Hope is something I am fortunate to know of, especially in this moment as I flow through this land, borne along on its winds and rains. It is pointless teaching energy efficiency without talking of the power of compassion and how any act links us to our environment. It is pointless teaching how we face calamity by destroying our habitat without providing in people with simple strategies for ameliorating the impact of their activities. I know we can teach the wonders our climate so that it inspires sustainable change and energy efficient practice. The programmes cannot work apart. One provides activities with no meaning and the other provides insights with no hope. I know the power of our children and their ability to transform their communities for better. Grant Dunford with his Energy Action programme was a genius.

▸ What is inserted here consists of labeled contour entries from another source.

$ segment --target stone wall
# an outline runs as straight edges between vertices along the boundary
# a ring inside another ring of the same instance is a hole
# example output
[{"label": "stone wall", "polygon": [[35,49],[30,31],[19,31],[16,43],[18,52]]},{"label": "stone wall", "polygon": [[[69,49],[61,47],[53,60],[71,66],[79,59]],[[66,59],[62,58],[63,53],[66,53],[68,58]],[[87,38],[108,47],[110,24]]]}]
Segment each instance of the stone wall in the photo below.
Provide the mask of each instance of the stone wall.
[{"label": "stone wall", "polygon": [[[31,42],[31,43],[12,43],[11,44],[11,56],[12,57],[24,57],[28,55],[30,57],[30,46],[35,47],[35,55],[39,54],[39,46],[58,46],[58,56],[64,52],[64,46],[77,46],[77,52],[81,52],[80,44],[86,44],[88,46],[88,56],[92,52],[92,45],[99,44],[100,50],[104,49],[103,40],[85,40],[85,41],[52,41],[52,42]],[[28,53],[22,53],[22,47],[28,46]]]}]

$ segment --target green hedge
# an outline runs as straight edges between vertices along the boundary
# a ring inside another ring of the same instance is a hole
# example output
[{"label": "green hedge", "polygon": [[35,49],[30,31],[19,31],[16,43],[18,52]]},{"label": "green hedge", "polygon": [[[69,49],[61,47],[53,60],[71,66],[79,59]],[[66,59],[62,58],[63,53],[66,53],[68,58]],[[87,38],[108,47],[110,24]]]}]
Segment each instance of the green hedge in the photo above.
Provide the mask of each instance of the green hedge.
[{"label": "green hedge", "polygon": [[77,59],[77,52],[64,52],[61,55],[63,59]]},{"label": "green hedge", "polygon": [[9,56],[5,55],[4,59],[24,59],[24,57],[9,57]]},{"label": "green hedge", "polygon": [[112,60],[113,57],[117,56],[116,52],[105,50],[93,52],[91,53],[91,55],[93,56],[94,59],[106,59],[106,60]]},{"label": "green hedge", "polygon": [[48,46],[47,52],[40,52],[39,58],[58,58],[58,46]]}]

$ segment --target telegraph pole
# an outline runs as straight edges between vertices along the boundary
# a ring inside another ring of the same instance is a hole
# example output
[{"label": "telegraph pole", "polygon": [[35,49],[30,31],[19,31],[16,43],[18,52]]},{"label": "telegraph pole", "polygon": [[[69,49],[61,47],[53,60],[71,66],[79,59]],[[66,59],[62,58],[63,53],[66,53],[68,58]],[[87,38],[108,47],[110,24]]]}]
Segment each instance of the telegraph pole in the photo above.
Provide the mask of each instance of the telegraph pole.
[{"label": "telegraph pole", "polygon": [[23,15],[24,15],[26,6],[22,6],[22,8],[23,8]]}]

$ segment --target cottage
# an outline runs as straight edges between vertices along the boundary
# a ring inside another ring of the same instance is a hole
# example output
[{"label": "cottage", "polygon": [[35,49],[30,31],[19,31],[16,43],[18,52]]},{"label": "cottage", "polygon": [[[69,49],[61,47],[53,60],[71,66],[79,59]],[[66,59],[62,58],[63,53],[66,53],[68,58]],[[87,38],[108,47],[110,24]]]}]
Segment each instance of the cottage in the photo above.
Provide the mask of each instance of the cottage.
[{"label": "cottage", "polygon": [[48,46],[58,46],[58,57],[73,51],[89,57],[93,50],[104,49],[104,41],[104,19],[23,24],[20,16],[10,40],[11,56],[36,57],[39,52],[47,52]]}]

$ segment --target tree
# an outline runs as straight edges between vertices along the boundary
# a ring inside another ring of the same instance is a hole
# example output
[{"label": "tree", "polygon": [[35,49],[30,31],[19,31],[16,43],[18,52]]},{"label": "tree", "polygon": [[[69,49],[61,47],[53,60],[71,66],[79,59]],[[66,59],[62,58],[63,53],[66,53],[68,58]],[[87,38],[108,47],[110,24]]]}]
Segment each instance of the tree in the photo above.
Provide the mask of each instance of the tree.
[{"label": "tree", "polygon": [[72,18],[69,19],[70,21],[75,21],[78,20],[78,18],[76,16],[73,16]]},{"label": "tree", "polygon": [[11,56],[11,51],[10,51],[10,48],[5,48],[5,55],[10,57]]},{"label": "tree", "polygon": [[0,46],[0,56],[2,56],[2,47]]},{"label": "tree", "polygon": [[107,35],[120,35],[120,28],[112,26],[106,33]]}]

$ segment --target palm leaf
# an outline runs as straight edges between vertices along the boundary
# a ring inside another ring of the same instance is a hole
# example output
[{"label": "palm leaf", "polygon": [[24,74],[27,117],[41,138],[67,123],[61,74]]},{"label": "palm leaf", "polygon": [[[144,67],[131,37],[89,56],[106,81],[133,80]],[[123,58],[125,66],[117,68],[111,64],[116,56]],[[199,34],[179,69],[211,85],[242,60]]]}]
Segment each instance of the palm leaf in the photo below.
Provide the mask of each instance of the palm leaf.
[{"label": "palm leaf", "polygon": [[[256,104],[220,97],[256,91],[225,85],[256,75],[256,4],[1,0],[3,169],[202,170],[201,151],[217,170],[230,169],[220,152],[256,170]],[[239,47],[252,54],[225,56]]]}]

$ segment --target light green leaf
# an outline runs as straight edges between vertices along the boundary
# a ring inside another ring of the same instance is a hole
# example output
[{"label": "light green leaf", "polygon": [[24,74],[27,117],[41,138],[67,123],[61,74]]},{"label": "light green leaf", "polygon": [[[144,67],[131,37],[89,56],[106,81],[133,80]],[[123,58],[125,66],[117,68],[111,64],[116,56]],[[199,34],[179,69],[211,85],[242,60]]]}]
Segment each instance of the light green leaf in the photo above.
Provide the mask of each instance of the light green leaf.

I know we can create an even more inspirational education programme so each may more know their Thermal Beings and their Trace Beings.
Palmerston North and back to the Barbaric Ages. The fumes and the crude sounds of the diesel-burning locomotive assail my nostrils. I buy a small bottle of wine and together with a couple of other passengers in the viewing platform we salute Kapiti Island and the motorists who wave back to us. We have a ball. I make a toast to life with every sip. Just as Jenny Su is transforming Taiwan I know New Zealand can reinvigorate its Parliament, slough off its fossil fuel addiction and provide guidance to the world with inspiring education programmes and sustainable ways.
We pass a substation. Painted over so it is barely legible is the crafted engraving that reads Horowhenua Electric Power Board. It reminds me of the National Radio News in the week describing how power companies were out fixing broken power poles and downed power lines and getting the power back on in the Auckland storm. I lost count of the number of times Maggie Barry, the newsreader, abused this wonderful symbol and made it PR gobbledygook. I drink to our much wiser and more scientific grandfathers and their communities who built and named this substation with such care. We can all learn from them. I drink to the future past and arrive in Wellington feeling rosy and elated from my rail journey.
Since my last blog our New Zealand Parliament has scrapped plans to establish a carbon tax and has turned its back on the spirit of Kyoto. This will be no surprise to people who have followed my blogs. Enough said.
Will try to put my presentation to the NZAEE conference up on this website when I get time.
The Bonus Joules cartoon, drawn a couple of years ago, is pointing up the fact that our New Zealand schools are turning out generations of plumbers, builders and electricians who are ignorant of the most fundamental principles of thermodynamics. These people make the major decisions involving billions of dollars of investment that will impact for a century or more.